Di kalangan bangsa Israel, istilah ʽam ha·ʼaʹrets sering membedakan warga negara secara umum dari para pejabat pemerintahan atau para imam. (2Raj 11:14, 18-20; Yer 1:18; 34:19; 37:2; 44:21; Yeh 7:27; Dan 9:6; Za 7:5) Namun, jelas bahwa istilah itu bukan hanya mencakup golongan buruh miskin melainkan juga orang-orang yang berada, karena setelah Yehezkiel mengecam ketidakadilan yang dilakukan para nabi, imam, dan pembesar yang tamak, ia memprotes ”orang-orang di negeri itu (ʽam ha·ʼaʹrets)” yang ”terus melaksanakan rancangan untuk berbuat curang dan merampok, dan orang yang menderita dan yang miskin mereka perlakukan dengan kasar, dan penduduk asing mereka curangi tanpa keadilan”. (Yeh 22:25-29) Untuk membayar bea besar yang dibebankan oleh Firaun Nekho, Raja Yehoyakim ”menuntut perak serta emas dari rakyat negeri itu” dengan mengenakan pajak. Demikian pula, ʽam ha·ʼaʹrets yang membunuh orang-orang yang berkomplot melawan Raja Amon dan menjadikan Yosia raja atau yang kemudian menjadikan Yehoahaz raja bukanlah gerombolan perusuh atau rakyat jelata. (2Raj 23:30, 35; 21:24) Ketika Nebukhadnezar menaklukkan Yehuda, 60 pria di antara ”rakyat negeri itu” bersama para pejabat tinggi istana dibawa ke Ribla dan dieksekusi; tidak diragukan bahwa ke-60 orang ini juga adalah warga negara yang terkemuka. (2Raj 25:19-21) Tentu saja, frasa ʽam ha·ʼaʹrets memang mencakup rakyat kecil yang miskin, dan raja Babilon menyuruh sejumlah orang di antara mereka tetap tinggal di Yehuda, sebagaimana yang ia lakukan sebelumnya di Yerusalem.—2Raj 24:14; 25:12; Yer 40:7; 52:15, 16.

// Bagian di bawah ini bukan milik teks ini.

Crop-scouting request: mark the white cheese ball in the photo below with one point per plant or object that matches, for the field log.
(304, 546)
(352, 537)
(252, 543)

Pada masa pascapembuangan, Ezra dan Nehemia mengecam kesalahan yang dipraktekkan orang-orang buangan yang kembali, yaitu berbaur dengan ”bangsa-bangsa berbagai negeri (dari ʽam ha·ʼaʹrets)”, mengawini wanita-wanita mereka, mengizinkan mereka berdagang di kota pada hari Sabat, dan mengikuti praktek-praktek mereka yang memuakkan. (Ezr 9:11; 10:2, 11; Neh 10:28, 31) Dalam ikatan kalimatnya di sini, istilah itu memaksudkan bangsa-bangsa non-Israel di sekitar mereka yang disebutkan secara spesifik di Ezra 9:1, 2, dan alasan untuk memisahkan diri dari mereka bukanlah karena status sosial dan ekonomi mereka yang rendah melainkan karena hukum Allah yang menuntut kemurnian dalam ibadat.—Neh 10:28-30.
Sebagai Penghinaan. Namun, seraya waktu berlalu, para pemimpin agama di Yehuda mulai menggunakan istilah ini untuk orang-orang Yahudi atau non-Yahudi yang tidak terpelajar dalam hal Hukum dan khususnya untuk orang-orang yang tidak mengenal atau yang tidak secara terperinci menjalankan sejumlah besar tradisi para rabi yang berkembang pada waktu itu. (Mat 15:1, 2) Istilah itu mengungkapkan sikap merendahkan yang tampak dari pernyataan orang Farisi di Yohanes 7:49, ”Orang banyak ini yang tidak mengenal Hukum adalah orang-orang yang terkutuk.” Rabi Joshua mengatakan bahwa seorang ʽam ha·ʼaʹrets adalah, ”Siapa pun yang tidak mengenakan tefillin [”filakteri”, yaitu kotak-kotak kecil berisi ayat].” Pernyataan-pernyataan para rabi lainnya tentang orang-orang yang tidak menjalankan tradisi Yahudi ialah, ”Sekalipun seseorang telah belajar Tulisan Kudus dan Misnah, jika ia belum melayani murid-murid orang bijaksana, ia adalah seorang ʽam ha-arez.” (Talmud Babilonia, Berakhot 47b, diterjemahkan oleh M. Simon) ”Orang bodoh [ʽam ha·ʼaʹrets] juga tidak saleh.” (Talmud Babilonia, Avot 2:5, diterjemahkan oleh J. Israelstam) ”Orang buta huruf tidak akan dibangkitkan.” (Talmud Babilonia, Ketubbot 111b, diterjemahkan oleh I. Slotki) (Bdk. Mat 9:11; Luk 15:2; 18:11.) Akan tetapi, Yesus mengatakan bahwa ia ”datang untuk memanggil . . . orang berdosa”, dan ia memperlihatkan kasih sayang kepada orang-orang yang ”dibuang seperti domba-domba tanpa gembala”.—Mat 9:13, 36.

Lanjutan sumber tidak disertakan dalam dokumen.